MOSTAR LETTER:Bosnia is going through its worst crisis since the 1992-95 war, which has left it without a government for almost 10 months
SWALLOWS SWOOP beneath the graceful arch of the Old Bridge and young men plunge from its white stone parapet into the turquoise Neretva river far below.
Stunned by the feat and the pounding heat of the Bosnian sun, tourists hand a little danger money to the glistening divers and complete their slow crossing to the other half of Mostar.
This town is divided between Croats, who dominate the western bank, and Bosnian Muslims, concentrated on the eastern side, a legacy of the 1992-95 war that saw the communities first join forces, then turn on each other, and finally declare a nervous truce.
One of the most famous victims of a war that claimed 100,000 lives was the Old Bridge – Stari Most in the local language – from which Mostar got its name.
The bridge was built on the orders of Bosnia’s 16th-century Ottoman ruler, Sultan Suleiman the Magnificent, to replace a rickety wood and iron bridge that hung suspended over the Neretva and terrified all those who had to cross it.
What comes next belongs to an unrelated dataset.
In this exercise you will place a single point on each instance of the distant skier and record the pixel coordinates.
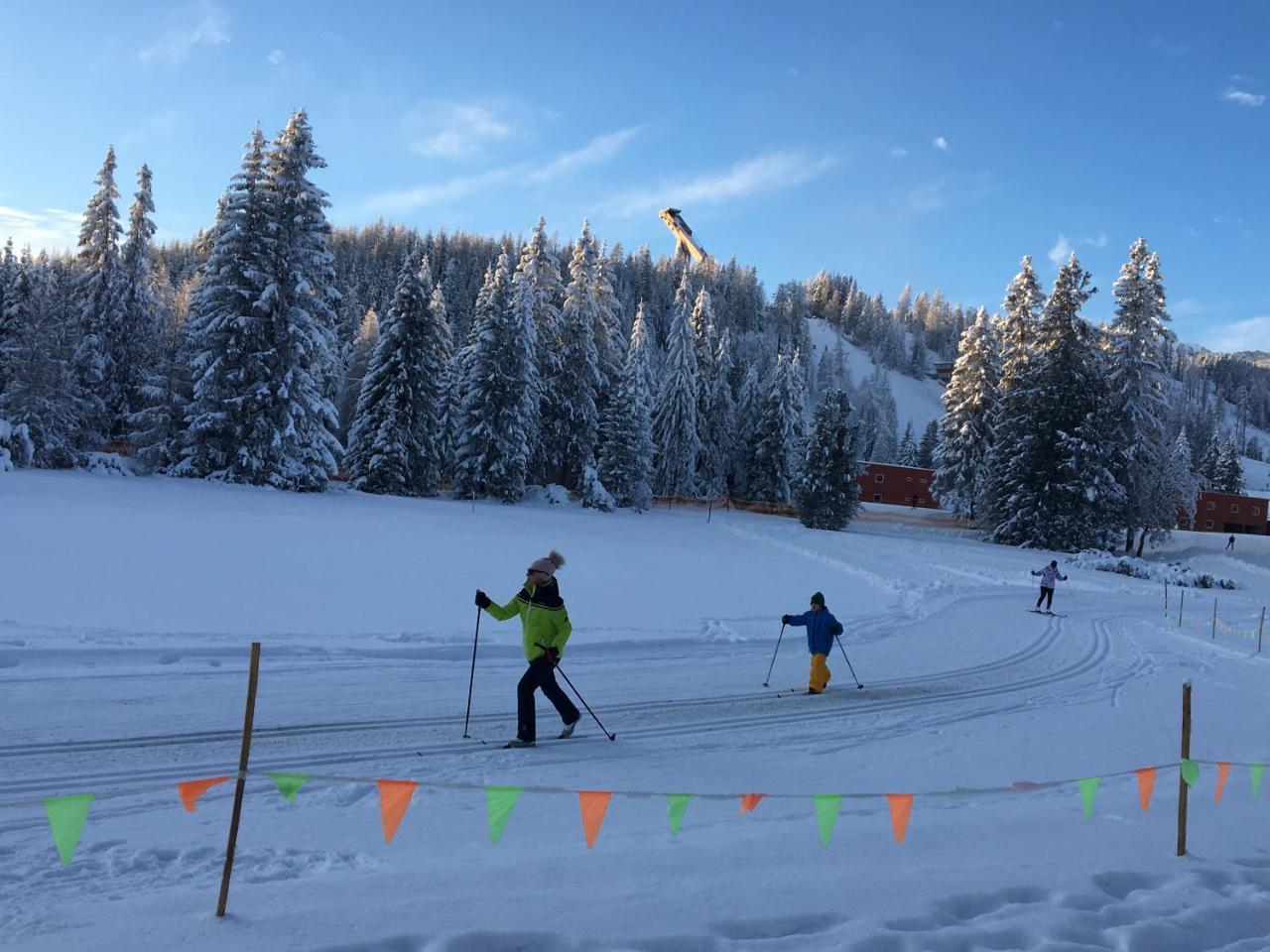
(1047, 584)
(822, 627)
(545, 627)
That new bridge took almost a decade to construct.
Local legend clams that the builder, Mimar Hayruddin, made preparations for his funeral as the scaffolding was removed and the extraordinary span unveiled, so sure was he that it would simply collapse into the swirling river.
Instead of tumbling into the Neretva, the 100-ft bridge arced majestically between the two halves of Mostar for 427 years, becoming a symbol of the town and of centuries of mostly peaceful co-existence between the Croats, Muslims, Serbs and other communities that lived there.
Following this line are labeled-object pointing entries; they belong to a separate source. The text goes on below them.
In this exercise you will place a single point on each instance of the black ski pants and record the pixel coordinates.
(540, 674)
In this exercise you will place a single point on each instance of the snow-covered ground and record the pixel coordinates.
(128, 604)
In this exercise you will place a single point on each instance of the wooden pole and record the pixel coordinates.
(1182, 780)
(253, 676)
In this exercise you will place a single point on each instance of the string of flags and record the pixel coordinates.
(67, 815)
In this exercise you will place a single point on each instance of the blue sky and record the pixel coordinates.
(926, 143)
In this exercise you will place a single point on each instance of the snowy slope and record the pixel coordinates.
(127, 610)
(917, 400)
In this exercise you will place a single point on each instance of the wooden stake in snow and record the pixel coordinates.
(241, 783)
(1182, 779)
The bridge survived wars, earthquakes and floods and outlived the Ottoman and Austro- Hungarian empires and communist Yugoslavia.
However it could not withstand attack by ethnic-Croat forces who wanted Croat-dominated parts of Bosnia to join the adjacent state of Croatia and who were willing to ethnically cleanse the region of Muslims and Serbs to achieve their aim.
From high in the parched hills that almost encircle Mostar, Bosnian Croat commanders fired tank and artillery shells at the Old Bridge until it collapsed into the Neretva on November 9th, 1993.
Its destruction cut the town in two, dividing Croats from Muslims and dealing what felt like a fatal blow to the centuries-old reality of a multi-ethnic Bosnia. It also seemed to crush hopes of ever reconciling a republic torn apart by the fantasies of Serb and Croatian nationalists.
Not everyone in Bosnia, or abroad, though, was willing to abandon the legendary bridge and what it symbolised. Seven years ago tomorrow, thanks to a $13 million effort that used as many original methods and local materials as possible, the rebuilt Stari Most was unveiled.
The spectacular reopening ceremony culminated with nine divers holding flaming torches plunging through the night air into the Neretva.
“This is a bridge which has a soul of its own,” Sulejman Kupusovic, the director of the reopening events, said that evening. “Even when it was destroyed and did not exist, it was present among the residents even more than ever.
“I am sure that this bridge will do more for the unification of Mostar and Bosnia – more than declarations or politicians together – because it is, simply put, our history.”
Today, Muslims and Croats have dealings with each other and do not fear crossing into the “wrong” part of town, but Mostar is still effectively divided.
While the call to prayer drifts from medieval minarets in the Muslim area, bells toll in the huge Catholic cathedral that dominates the Croat side and a giant white cross stands illuminated on the hill above town. Buildings ravaged by wartime gunfire are still common wherever you walk.
“Officially this is one town, but really it is two. We do business with each other and are polite, but we don’t live together,” said Mirsad Zekic (50) who runs a shop in the Muslim district.
“The Serbs and Croats can go to Serbia and Croatia if they want, but we Muslims don’t have anywhere else to go. If we didn’t have international peacekeepers and politicians here, the Croats and Serbs would try to finish the job they started in the 1990s.”
Croats complain that their interests are not adequately protected in Bosnia, where they are outnumbered by Muslims and Serbs. The most popular – and most radical – Croat parties are now calling for the creation of a new majority-Croat region within Bosnia where they can run their own affairs.
This ill-feeling has contributed to Bosnia’s worst crisis since the war, which has left it without a government for almost 10 months.
“I’m very scared for Croats in Bosnia,” said Miso Relota, a spokesman for the country’s leading ethnic-Croatian party, known by its acronym HDZBiH.
“We should be guaranteed the same powers and rights as Muslims and Serbs. If not, Croats will become something like a folklore group in Bosnia, and most of us will go to Croatia – which will be in the European Union in a couple of years – or just move to western Europe.”